Любовь в холодном климате - Митфорд Нэнси. Страница 42
Я была в курсе каждой стадии его поисков, так как леди Монтдор не могла думать ни о чем другом.
– Эта идиотка сменила адрес, – поведала она мне. – Адвокат Монтдора потратил уйму времени и сил, чтобы с ней связаться. Менять местожительства в Канаде, кто бы мог подумать. Ведь там везде одно и то же, никакой разницы, не правда ли? Казалось бы, совершенно бессмысленная трата денег. Ну наконец ее все-таки нашли, и теперь, похоже, выясняется, что Седрика с ней нет, а он где-то в Европе. Очень странно с его стороны, что он при этом нас не навестил, так что сейчас, конечно, опять пойдут задержки. О боже, люди совсем не считаются с другими – это просто нынешний эгоизм, эгоизм, эгоизм, ничего больше!..
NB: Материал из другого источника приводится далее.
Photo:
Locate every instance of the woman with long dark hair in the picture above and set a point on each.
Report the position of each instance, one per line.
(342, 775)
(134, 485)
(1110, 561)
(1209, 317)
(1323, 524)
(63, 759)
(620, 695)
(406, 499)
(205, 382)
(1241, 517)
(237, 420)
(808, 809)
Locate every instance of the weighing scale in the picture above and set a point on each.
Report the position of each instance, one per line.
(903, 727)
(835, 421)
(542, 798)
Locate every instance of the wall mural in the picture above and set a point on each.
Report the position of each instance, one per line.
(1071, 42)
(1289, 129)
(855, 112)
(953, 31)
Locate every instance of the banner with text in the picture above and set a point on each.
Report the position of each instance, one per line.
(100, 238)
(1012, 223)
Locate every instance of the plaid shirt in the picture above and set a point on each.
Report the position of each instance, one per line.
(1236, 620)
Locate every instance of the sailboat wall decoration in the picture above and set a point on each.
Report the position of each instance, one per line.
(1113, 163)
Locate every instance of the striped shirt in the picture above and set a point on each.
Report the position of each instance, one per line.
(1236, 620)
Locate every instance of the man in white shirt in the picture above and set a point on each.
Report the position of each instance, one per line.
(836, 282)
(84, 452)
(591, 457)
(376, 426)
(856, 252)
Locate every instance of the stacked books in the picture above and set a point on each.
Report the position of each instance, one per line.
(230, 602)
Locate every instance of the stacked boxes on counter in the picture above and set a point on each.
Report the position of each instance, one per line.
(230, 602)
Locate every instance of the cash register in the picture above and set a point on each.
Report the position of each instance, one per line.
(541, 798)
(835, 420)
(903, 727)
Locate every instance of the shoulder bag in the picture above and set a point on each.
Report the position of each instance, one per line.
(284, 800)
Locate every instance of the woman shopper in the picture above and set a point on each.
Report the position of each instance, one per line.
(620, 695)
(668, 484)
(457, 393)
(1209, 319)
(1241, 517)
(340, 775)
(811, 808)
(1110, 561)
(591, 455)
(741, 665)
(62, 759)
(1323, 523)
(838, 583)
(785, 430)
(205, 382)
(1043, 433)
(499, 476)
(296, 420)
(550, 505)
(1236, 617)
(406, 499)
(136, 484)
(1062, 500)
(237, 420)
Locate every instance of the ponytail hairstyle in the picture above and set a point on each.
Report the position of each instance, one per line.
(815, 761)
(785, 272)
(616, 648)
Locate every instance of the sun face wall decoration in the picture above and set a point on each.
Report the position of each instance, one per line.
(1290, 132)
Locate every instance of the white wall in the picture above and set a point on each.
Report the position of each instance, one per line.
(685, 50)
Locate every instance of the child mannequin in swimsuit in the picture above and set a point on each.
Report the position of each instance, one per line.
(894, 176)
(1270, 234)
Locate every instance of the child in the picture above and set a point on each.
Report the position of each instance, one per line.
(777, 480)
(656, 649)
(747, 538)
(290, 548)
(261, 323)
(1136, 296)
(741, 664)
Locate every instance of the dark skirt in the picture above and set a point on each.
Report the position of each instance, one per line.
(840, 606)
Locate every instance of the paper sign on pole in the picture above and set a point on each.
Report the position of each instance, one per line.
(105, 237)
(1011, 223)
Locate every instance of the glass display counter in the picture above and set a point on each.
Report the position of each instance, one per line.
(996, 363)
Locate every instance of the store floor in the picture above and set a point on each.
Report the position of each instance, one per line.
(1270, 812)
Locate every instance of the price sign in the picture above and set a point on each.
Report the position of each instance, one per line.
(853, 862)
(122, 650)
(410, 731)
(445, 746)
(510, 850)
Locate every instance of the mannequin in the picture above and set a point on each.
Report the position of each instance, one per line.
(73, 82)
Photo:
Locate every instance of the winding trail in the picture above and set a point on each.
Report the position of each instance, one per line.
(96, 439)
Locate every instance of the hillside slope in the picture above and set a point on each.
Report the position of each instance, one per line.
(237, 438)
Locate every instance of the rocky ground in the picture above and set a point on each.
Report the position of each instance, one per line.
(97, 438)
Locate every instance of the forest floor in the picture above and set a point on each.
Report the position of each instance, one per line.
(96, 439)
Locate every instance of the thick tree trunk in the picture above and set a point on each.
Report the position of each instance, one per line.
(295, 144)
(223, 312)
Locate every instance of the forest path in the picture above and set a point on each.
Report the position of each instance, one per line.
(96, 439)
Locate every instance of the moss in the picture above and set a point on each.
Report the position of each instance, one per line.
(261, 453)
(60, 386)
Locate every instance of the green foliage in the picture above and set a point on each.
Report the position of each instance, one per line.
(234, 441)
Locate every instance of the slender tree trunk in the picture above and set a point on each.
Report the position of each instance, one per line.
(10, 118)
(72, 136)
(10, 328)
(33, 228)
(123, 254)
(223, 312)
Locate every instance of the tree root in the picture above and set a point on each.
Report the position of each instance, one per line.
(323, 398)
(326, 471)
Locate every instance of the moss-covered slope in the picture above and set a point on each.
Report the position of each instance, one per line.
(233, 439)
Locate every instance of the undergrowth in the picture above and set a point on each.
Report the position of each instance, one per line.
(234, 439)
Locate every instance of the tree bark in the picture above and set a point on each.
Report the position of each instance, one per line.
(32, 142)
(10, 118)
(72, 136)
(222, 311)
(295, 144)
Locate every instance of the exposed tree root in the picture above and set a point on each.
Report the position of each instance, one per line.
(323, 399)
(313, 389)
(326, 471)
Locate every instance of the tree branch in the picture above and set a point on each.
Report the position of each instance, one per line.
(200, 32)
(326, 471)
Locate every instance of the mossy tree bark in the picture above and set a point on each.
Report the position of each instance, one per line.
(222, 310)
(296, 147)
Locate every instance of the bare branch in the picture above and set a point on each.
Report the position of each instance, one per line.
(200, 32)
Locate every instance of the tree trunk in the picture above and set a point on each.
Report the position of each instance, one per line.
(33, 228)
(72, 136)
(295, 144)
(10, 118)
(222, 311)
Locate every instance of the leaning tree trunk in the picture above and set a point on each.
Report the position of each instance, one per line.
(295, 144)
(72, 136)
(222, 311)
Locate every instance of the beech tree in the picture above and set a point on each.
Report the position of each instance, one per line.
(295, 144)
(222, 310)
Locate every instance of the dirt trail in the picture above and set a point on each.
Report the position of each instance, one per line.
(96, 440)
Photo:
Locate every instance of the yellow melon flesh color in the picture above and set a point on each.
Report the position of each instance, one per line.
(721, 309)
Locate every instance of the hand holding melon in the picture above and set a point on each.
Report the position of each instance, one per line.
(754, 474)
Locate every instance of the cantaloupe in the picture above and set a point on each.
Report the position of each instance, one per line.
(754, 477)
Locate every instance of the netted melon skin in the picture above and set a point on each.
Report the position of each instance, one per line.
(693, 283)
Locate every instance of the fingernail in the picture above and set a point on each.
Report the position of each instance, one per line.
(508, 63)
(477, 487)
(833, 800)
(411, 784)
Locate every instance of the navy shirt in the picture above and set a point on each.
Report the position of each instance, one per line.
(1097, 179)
В конце концов Седрика выследили в Париже («Просто удивительно, – возмущалась она. – Что может канадец делать в Париже? Мне это не очень нравится»), и приглашение в Хэмптон было отправлено и принято.
– Он приезжает в следующий вторник на две недели. Я указала ему точные даты, я всегда так делаю, когда это касается пребывания гостей в загородном доме, тогда не возникает неловкости по поводу длительности визита, люди точно знают, в какой момент им положено уехать. Если он нам понравится, то сможет приехать опять, коль скоро теперь мы знаем, что он живет в Париже, совсем неподалеку. Но как ты думаешь, что он там делает, дорогая? Надеюсь, он не художник. Что ж, если это так, нам просто придется отвлечь его от этого занятия – он должен теперь научиться вести себя надлежащим образом. Мы посылаем за ним машину в Дувр, чтобы он поспел к обеду. Мы с Монтдором решили не переодеваться в этот вечер, так как, вероятнее всего, у него нет вечернего костюма и не хочется заставлять бедного мальчика смущаться в самом начале визита.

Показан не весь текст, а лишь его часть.